Yağmur taneleri teker teker odamın camına çarpıyordu. Saat 6.45'di. Gözlerimi kapatıp yatağımın başlığına kafamı dayadım. Soğuktu. Ama ben bir türlü üşümüyordum. Gözlerimi açıp yataktan çıktım.
Telefonum oturma odasında şarjdaydı. Oturma odasına gidip telefonu elime aldım. Gelen üç bildirim vardı. 2 si Barandandı.
Abim:
Biz geldik. Türkiye'deyiz.Sen nasılsın?
Dün akşam uçakla Türkiye'ye dönmüşlerdi. Mesaj sayfasına girip iyi yazdım. Telefonu kapatacağım sırada tekrar bildirim geldi. Bazen telefonu sessize almayı unutuyordum.
Abim:
Bu gün öğlen randevun var. Unutma!Unutmam.
Abim bana Londra'nın ünlü bir psikoloğundan bana randevu almıştı. Hiç itiraz etmeden olur demiştim. Şu üç senedir değişen ruh halime bir hayli şaşırıyordu. Aslında değişen bişey yoktu. Ben aynıydım. Sadece yaşananlar farklıydı.
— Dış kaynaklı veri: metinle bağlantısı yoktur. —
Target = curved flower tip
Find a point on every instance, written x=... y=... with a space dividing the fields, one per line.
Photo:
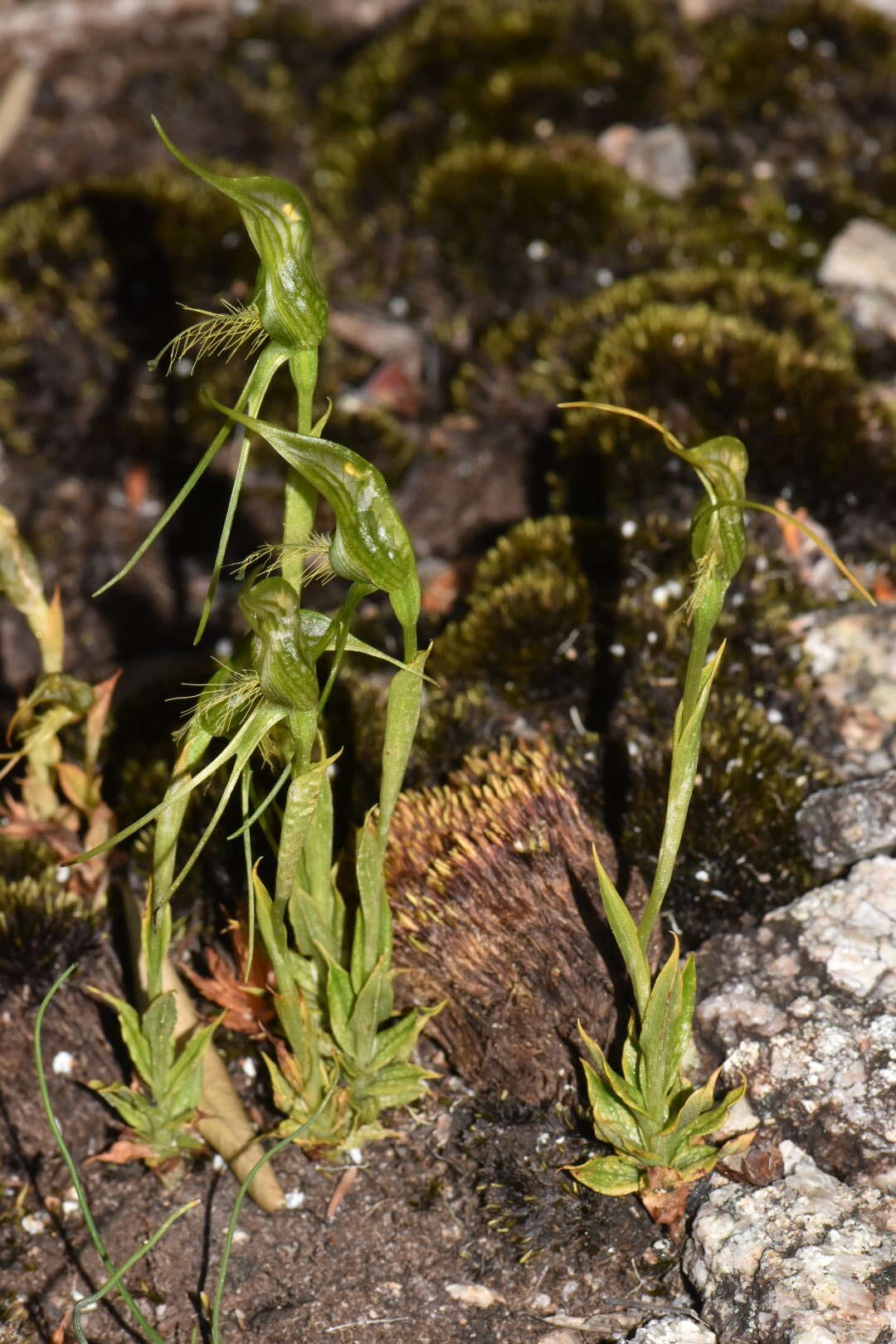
x=289 y=300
Odama geri gidip kısa bir duş alıp çıktım. Üzerime yeşil bir kazak giyip siyah pantolonumu ve kahve rengi botlarımı giyip dışarı çıktım.
Aç değildim. Dükkana gidince yanındaki çörek satan yerden birşeyler alırdım.
Apartmanın merdivenlerinden yavaş adımlarla inmeye başladım. Apartmandan çıktım. Her zamanki gibi birinci kattaki komşum Bayan Anderson kedisi curly ile balkonda çay içiyordu.
Elimi kaldırıp onlara el salladım.
Beni gördüğünde kadın tatlı bir tebessüm etti. "Merhaba bayan Demir. Bugün nasılsın acaba?"bende ona karşı sakince gülümsedim."Biraz daha iyi hissediyorum sanırım. Peki ya siz nasılsınız?" Kedisi curly'i kucağından indirip balkonun korkuluklarına yaslandı. "Çok pozitif hissediyorum tatlım! Sorduğun için çok teşekkür ederim. Sen bu erken saatte sanırım dükkana gidiyor olmalısın.."
Başımı olumlu anlamda salladım. "Evet efendim. Benim için erken veya geç pek fark etmiyor.."dedim. Kadın anlayışla başını salladı. Kedisine bakarak "Artık bu yaramazı içeri katmam gerek. Hava soğuk. Üşütmek istemeyiz." dedi. Gülerek selam verdim ve yoluma devam ettim.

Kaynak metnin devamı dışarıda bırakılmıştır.